The Voluntary Sector Strategic Partner Programme provides a departmental wide framework for systematic and accountable voluntary sector involvement in policy and programmes where charities may have specific insight and expertise to offer.

18 Dec 2012 : Column WA299

In addition, many condition specific and patient group charities lend their support in specific policy areas.

Young People: Self-harm and Suicide

Question

Asked by Lord Storey

To ask Her Majesty’s Government what steps they are taking to reduce the number of instances of self-harm and suicide attempts amongst young people.[HL3976]

The Parliamentary Under-Secretary of State, Department of Health (Earl Howe): Our Suicide Prevention Strategy, launched in September, identifies children and young people as a group for whom a tailored approach to mental health is needed in order to reduce their suicide risk.
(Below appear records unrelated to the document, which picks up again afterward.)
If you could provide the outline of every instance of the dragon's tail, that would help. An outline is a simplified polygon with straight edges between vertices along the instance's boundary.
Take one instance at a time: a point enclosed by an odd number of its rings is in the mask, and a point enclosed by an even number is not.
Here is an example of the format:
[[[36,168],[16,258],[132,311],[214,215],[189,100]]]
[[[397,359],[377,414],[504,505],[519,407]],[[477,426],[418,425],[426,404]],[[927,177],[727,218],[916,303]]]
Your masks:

18 Dec 2012 : Column WA300

We have made it clear that mental and physical health have to be seen as equally important. This means that public health approaches to promote mental well-being and so prevent poor mental health, as well as effective services, are critically important. This is why the Government are funding the development of an e-portal for children and young people's mental health, to support all those working with children to understand the importance of good mental health and have skills to help build it. It is also why we are rolling out a programme to improve access to psychological services across the country. For services, it also means effectively managing mental health aspects in line with the National Institute for Health and Clinical Excellence guidance on self harm, published in 2004, when young people who have self-harmed come to accident and emergency.